I hope I’m not coming off the wrong way. Again, having seen how much the TSL has evolved, a lot of my points have become invalid. But it took a long time to get here, and in the meanwhile the old system didn’t get much love.

Essentially i think that this is unfair. I think a more fair thing to say would be

WebGLRenderer had problems reusing shader code traditionally because very little was invested in that

If we are being fair, Bruno Simon made upwards of 5 million dollars from selling his course? 50 thousand people times a hundred bucks, even with discount and sales events it ads up. I’ve been reading on these forums that he is working on adding a TSL chapter. This could be seen as a bit of a conflict of interest. If there is hype for TSL, and it’s not documented well, more people would buy his course.

I don’t think that this is a valid argument. Yes there are people who use this seriously and also give their opinion AND (as we can see here) there are people who use this seriously and also gave their opinion and its different

My argument is, and has always been:

this does not belong in three.js

It belongs in a different project, based on threejs, built for three.js but not three.js. Now granted, i am basing this purely on my peasant and limited knowlege of how WebGL works, i can see a world where manipulating shader strings after the fact is even worse in WebGPU land.

But, if there is anything like an analogy to the ShaderMaterial in webgpu, land (i know ther eisnt, in three, it’s all nodes, but if there could be).

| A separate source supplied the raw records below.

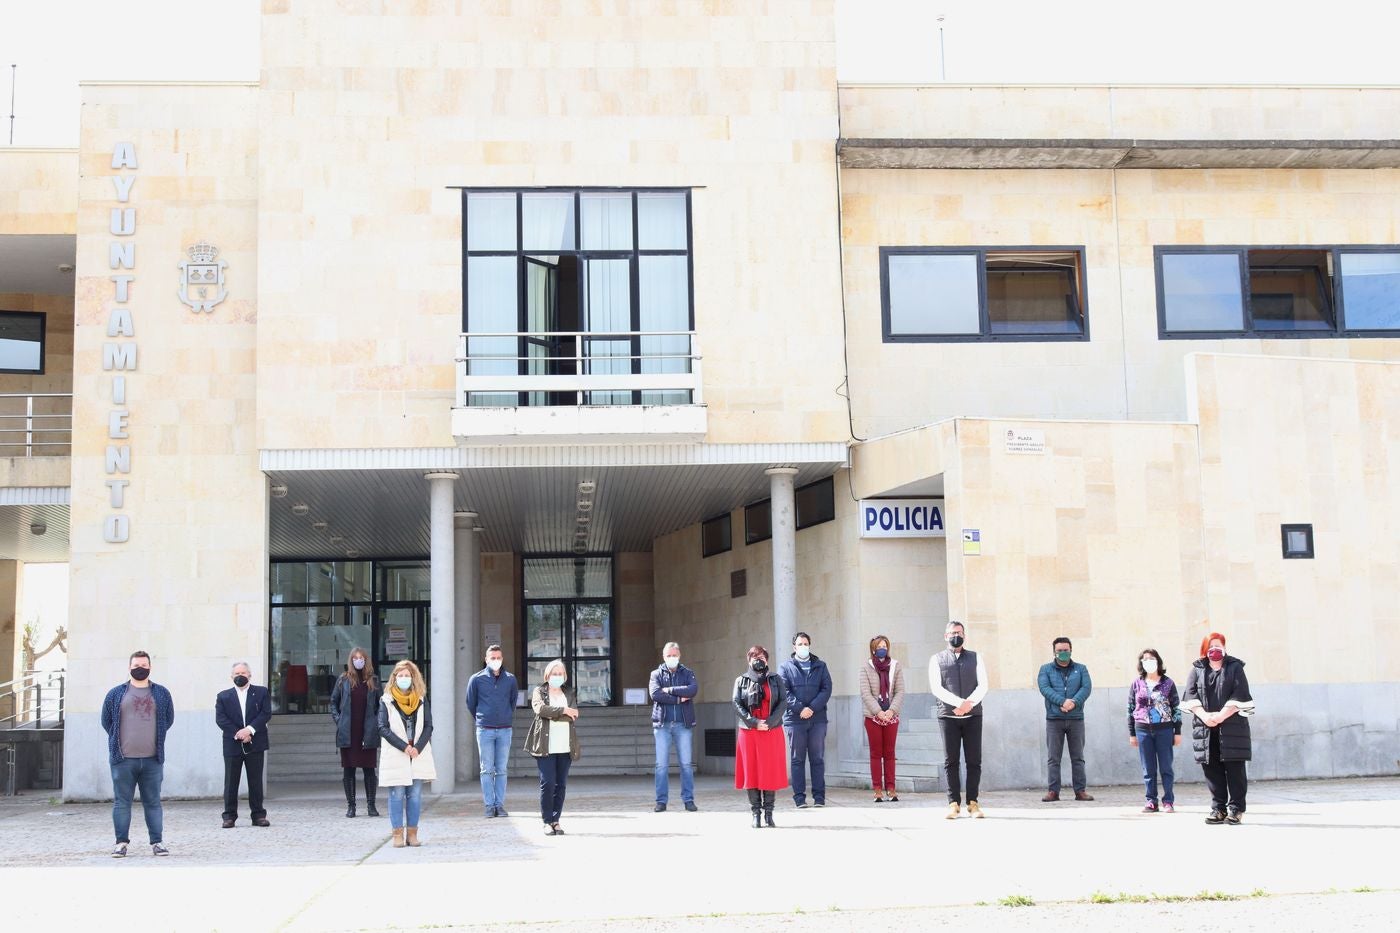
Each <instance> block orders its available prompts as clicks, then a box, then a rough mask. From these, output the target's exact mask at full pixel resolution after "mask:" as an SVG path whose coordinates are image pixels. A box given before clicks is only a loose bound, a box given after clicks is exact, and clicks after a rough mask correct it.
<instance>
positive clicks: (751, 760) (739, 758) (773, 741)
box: [734, 728, 787, 790]
mask: <svg viewBox="0 0 1400 933" xmlns="http://www.w3.org/2000/svg"><path fill="white" fill-rule="evenodd" d="M736 731H738V733H739V734H738V737H736V738H735V744H734V786H735V787H736V789H739V790H783V789H784V787H787V741H784V738H783V730H781V728H769V730H766V731H759V730H757V728H741V730H736Z"/></svg>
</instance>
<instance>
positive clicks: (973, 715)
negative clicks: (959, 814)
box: [928, 622, 987, 820]
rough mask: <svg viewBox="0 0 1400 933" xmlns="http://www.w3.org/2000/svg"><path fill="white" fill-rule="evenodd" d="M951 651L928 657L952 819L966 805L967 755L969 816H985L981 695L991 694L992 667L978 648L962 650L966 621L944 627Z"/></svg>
mask: <svg viewBox="0 0 1400 933" xmlns="http://www.w3.org/2000/svg"><path fill="white" fill-rule="evenodd" d="M944 639H945V640H946V642H948V650H946V651H939V653H938V654H935V656H934V657H932V660H930V661H928V684H930V686H931V688H932V691H934V699H935V702H937V703H938V724H939V727H942V733H944V773H945V775H946V779H948V820H956V818H958V814H959V810H960V803H962V790H963V785H962V775H960V770H962V766H960V758H962V755H966V758H967V815H969V817H974V818H977V820H981V815H983V814H981V807H979V806H977V785H979V783H980V782H981V699H983V698H984V696H986V695H987V668H986V667H984V665H983V663H981V658H980V657H977V653H976V651H967V650H965V649H963V640H965V639H966V630H965V629H963V623H962V622H949V623H948V628H946V629H945V630H944Z"/></svg>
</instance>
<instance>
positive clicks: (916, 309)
mask: <svg viewBox="0 0 1400 933" xmlns="http://www.w3.org/2000/svg"><path fill="white" fill-rule="evenodd" d="M881 304H882V317H883V336H885V340H886V342H907V340H1019V339H1036V340H1047V339H1075V340H1079V339H1086V338H1088V325H1086V321H1085V312H1084V249H1082V248H1026V249H998V248H966V249H963V248H932V247H928V248H925V247H885V248H882V249H881Z"/></svg>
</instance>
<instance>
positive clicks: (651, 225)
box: [462, 189, 694, 406]
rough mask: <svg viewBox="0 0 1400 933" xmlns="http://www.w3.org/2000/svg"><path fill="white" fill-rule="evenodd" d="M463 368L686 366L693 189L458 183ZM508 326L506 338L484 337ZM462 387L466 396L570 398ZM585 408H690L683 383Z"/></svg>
mask: <svg viewBox="0 0 1400 933" xmlns="http://www.w3.org/2000/svg"><path fill="white" fill-rule="evenodd" d="M462 210H463V213H465V217H466V221H465V230H466V237H465V240H466V242H465V254H466V255H465V279H466V283H465V287H463V310H462V328H463V331H465V332H466V333H468V339H466V356H468V363H466V366H468V374H469V375H575V374H577V375H633V374H668V373H672V374H685V373H690V367H692V339H690V335H689V333H690V331H693V329H694V314H693V304H694V303H693V287H692V272H690V192H689V191H585V189H577V191H554V189H543V191H519V192H514V191H505V192H503V191H463V193H462ZM490 335H507V336H490ZM578 401H580V399H578V396H577V394H575V392H552V391H531V392H510V394H507V392H477V391H473V392H469V395H468V398H466V403H468V405H489V406H514V405H575V403H578ZM582 401H584V403H588V405H685V403H689V402H690V401H692V399H690V392H689V391H687V389H657V391H631V389H627V388H620V389H609V391H591V392H587V394H585V398H584V399H582Z"/></svg>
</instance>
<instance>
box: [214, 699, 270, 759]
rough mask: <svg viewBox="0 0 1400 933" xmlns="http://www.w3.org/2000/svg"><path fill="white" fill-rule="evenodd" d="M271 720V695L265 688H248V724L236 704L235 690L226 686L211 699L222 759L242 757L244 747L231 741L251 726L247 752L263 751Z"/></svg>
mask: <svg viewBox="0 0 1400 933" xmlns="http://www.w3.org/2000/svg"><path fill="white" fill-rule="evenodd" d="M269 720H272V693H269V692H267V688H266V686H258V685H256V684H249V685H248V721H246V723H245V721H244V710H242V709H241V707H239V705H238V691H237V689H235V688H232V686H230V688H228V689H227V691H223V692H220V695H218V696H216V698H214V721H216V723H218V728H220V731H223V733H224V758H237V756H238V755H242V754H244V744H242V742H239V741H238V740H237V738H234V734H235V733H238V731H241V730H242V727H244V726H252V727H253V741H252V744H251V747H249V748H248V751H267V723H269Z"/></svg>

You would be generating shaders ahead of time and downloading them as assets

Basically you would either write a tsl program in javascript, or use some GUI since nodes are much better suited for guis. What you would get in the end are uniforms and shader strings, basically the object you have to unfortunately manipulate through onBeforeCompile. So it could be a simple json asset, very familiar to web people.

This is how i remember using these tools many years ago in game engines. You open a full fledged node editor, build your nodes, but at the end of the day you still only have a handful of inputs that the engine sees. You manipulate these as you would any other object in the engine.